August 11, 2017 08:18 PM
A Minnesota judge says she hasn't decided whether to allow several media organizations to join a legal dispute over whether to release case files from the Jacob Wetterling investigation.
The first public hearing was held Friday about access to the investigative files from the 1989 kidnapping and killing of 11-year-old Jacob.
The case went unsolved until last year, when Danny Heinrich confessed to sexually assaulting and killing the boy. Heinrich led authorities to the boy's remains on a farm near Paynesville.
The boy's parents, Jerry and Patty Wetterling, sued Stearns County to block the release of some documents they say contain personal information.
Several media organizations and open-government groups are asking to intervene. They argued Friday that the full case should be made public. KSTP is one of the organizations seeking to intervene.

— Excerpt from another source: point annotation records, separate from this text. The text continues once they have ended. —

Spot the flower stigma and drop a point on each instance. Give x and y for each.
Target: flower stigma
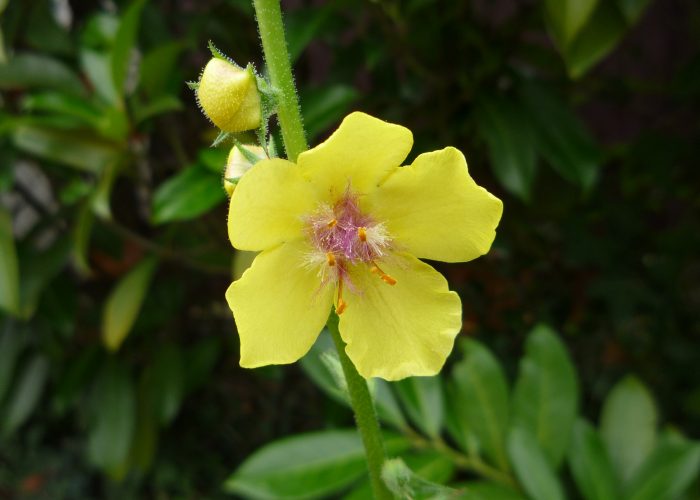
(341, 236)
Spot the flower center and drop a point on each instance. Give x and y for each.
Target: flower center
(342, 235)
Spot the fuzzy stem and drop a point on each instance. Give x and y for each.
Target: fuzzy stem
(365, 416)
(271, 30)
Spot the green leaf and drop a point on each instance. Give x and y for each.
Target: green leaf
(302, 26)
(596, 40)
(157, 68)
(160, 105)
(508, 134)
(481, 382)
(590, 464)
(545, 398)
(12, 343)
(66, 104)
(483, 490)
(313, 465)
(25, 396)
(628, 426)
(667, 473)
(427, 465)
(532, 467)
(423, 400)
(124, 303)
(74, 149)
(561, 137)
(166, 383)
(113, 418)
(78, 373)
(186, 195)
(96, 66)
(632, 9)
(37, 270)
(124, 44)
(27, 71)
(322, 107)
(566, 18)
(82, 230)
(9, 267)
(404, 483)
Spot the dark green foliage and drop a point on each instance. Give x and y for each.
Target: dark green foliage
(580, 115)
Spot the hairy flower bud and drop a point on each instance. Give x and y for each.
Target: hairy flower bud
(237, 165)
(229, 96)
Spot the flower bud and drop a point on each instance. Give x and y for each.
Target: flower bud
(237, 165)
(228, 95)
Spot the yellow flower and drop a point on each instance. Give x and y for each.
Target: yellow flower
(229, 96)
(346, 227)
(237, 165)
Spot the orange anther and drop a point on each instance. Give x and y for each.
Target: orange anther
(340, 307)
(362, 233)
(388, 279)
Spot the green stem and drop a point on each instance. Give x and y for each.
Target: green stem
(271, 30)
(365, 416)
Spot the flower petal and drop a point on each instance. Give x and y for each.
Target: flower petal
(401, 330)
(267, 205)
(278, 306)
(435, 210)
(362, 151)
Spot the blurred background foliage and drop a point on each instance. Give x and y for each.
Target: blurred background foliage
(119, 369)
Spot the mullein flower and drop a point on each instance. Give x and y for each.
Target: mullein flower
(345, 227)
(229, 97)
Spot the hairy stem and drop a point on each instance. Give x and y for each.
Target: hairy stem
(271, 30)
(365, 416)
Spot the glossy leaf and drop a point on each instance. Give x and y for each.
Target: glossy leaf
(27, 71)
(96, 66)
(186, 195)
(590, 464)
(423, 399)
(113, 420)
(632, 9)
(326, 106)
(124, 43)
(74, 149)
(9, 267)
(428, 465)
(561, 137)
(667, 472)
(165, 379)
(405, 483)
(124, 303)
(63, 103)
(25, 396)
(532, 466)
(157, 68)
(598, 38)
(12, 343)
(545, 397)
(302, 26)
(313, 465)
(508, 134)
(567, 17)
(483, 490)
(628, 426)
(37, 269)
(482, 385)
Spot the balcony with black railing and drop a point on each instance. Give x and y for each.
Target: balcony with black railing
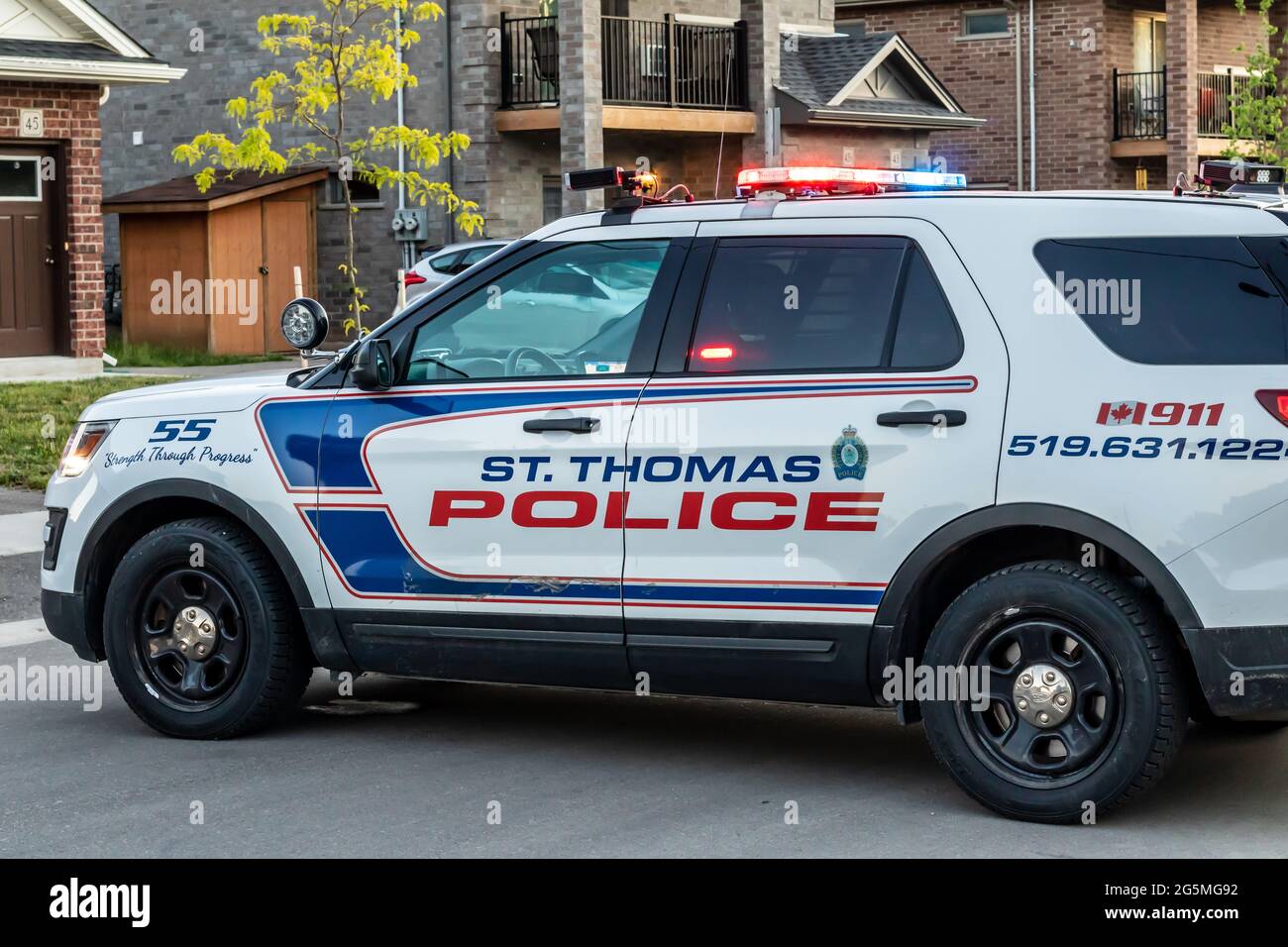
(1140, 103)
(645, 62)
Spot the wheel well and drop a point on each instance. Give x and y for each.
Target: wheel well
(128, 528)
(1010, 545)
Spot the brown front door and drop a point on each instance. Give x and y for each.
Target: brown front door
(27, 258)
(288, 231)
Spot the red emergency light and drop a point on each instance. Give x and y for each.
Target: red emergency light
(816, 180)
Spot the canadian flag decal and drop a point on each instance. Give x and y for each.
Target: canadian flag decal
(1121, 412)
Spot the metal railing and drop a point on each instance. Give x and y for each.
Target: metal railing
(1215, 91)
(645, 62)
(1140, 105)
(529, 60)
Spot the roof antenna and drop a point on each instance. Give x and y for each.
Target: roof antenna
(724, 111)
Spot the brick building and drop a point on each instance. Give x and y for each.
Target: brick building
(58, 58)
(1086, 94)
(691, 89)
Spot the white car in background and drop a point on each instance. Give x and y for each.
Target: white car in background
(441, 265)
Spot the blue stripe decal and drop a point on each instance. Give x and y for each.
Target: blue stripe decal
(374, 561)
(353, 419)
(287, 423)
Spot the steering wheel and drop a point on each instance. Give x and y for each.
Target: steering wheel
(511, 361)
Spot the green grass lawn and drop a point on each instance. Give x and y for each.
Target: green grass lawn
(37, 418)
(146, 355)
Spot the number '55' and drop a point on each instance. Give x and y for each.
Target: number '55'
(194, 429)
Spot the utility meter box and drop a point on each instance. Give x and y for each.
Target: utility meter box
(411, 223)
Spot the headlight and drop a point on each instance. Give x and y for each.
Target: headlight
(304, 324)
(81, 446)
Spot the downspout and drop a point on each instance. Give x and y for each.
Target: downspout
(451, 115)
(408, 249)
(1019, 97)
(1033, 111)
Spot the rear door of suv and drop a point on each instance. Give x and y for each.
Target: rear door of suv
(828, 393)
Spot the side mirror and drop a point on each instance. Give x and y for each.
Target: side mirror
(304, 324)
(373, 368)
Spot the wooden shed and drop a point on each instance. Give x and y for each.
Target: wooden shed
(213, 270)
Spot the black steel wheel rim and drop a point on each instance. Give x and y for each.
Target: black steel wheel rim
(1020, 749)
(185, 668)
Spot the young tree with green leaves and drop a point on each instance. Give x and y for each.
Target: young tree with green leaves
(1256, 128)
(343, 51)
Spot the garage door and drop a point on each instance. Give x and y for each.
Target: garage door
(27, 262)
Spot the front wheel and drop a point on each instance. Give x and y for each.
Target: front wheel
(201, 634)
(1083, 707)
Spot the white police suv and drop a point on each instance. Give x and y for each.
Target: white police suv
(1016, 466)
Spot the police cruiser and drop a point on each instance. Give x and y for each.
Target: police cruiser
(849, 438)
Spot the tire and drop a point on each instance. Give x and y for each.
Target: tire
(1106, 648)
(209, 648)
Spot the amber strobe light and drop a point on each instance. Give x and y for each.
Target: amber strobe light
(81, 446)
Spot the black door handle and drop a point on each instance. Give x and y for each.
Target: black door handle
(947, 419)
(574, 425)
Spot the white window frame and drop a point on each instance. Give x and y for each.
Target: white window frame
(40, 185)
(992, 12)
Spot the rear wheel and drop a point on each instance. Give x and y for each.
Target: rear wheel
(201, 634)
(1083, 705)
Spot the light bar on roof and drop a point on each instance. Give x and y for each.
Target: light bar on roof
(823, 179)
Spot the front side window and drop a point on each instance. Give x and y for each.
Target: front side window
(574, 311)
(446, 263)
(822, 304)
(1168, 300)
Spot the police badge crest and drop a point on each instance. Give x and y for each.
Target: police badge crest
(849, 455)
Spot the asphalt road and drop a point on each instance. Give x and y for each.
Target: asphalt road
(413, 768)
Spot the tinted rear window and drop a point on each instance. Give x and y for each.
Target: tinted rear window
(1167, 300)
(822, 303)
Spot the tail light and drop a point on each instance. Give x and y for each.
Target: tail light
(715, 354)
(1275, 401)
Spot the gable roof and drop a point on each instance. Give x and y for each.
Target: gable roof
(835, 78)
(69, 40)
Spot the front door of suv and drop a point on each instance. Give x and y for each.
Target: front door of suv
(468, 514)
(833, 395)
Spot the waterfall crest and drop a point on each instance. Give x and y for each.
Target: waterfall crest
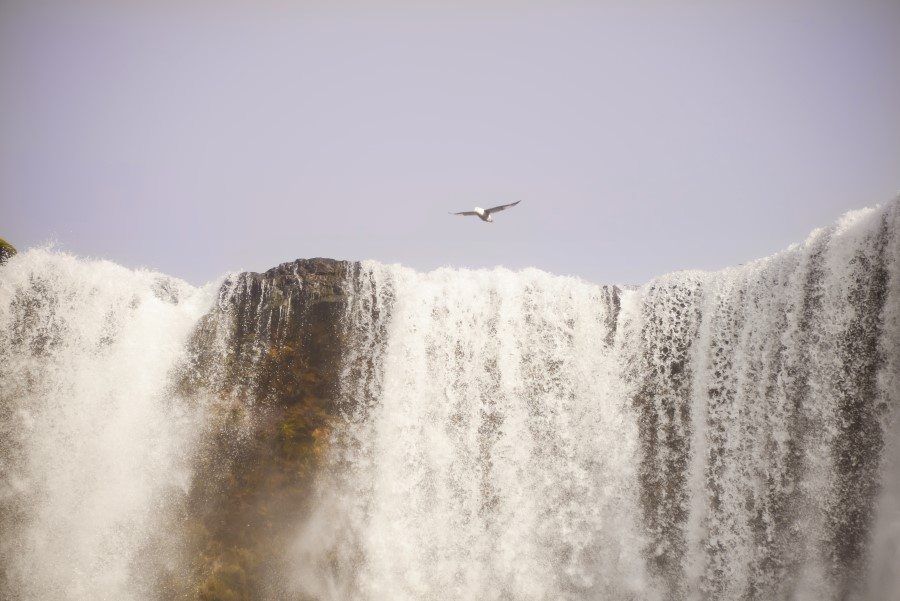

The media organizations' lawyer argues in court documents that the Wetterlings' claim of a "constitutional privacy right," does not override "statutes that have long governed the classification of records maintained by state and local government agencies in Minnesota, in particular, the Minnesota Data Practices Act."
District Judge Ann Carrott didn't immediately rule. She's giving both sides 10 days to file responses.
Mark Anfinson, the lawyer representing the media organizations said the judge has 90 days to issue a ruling after the responses are filed.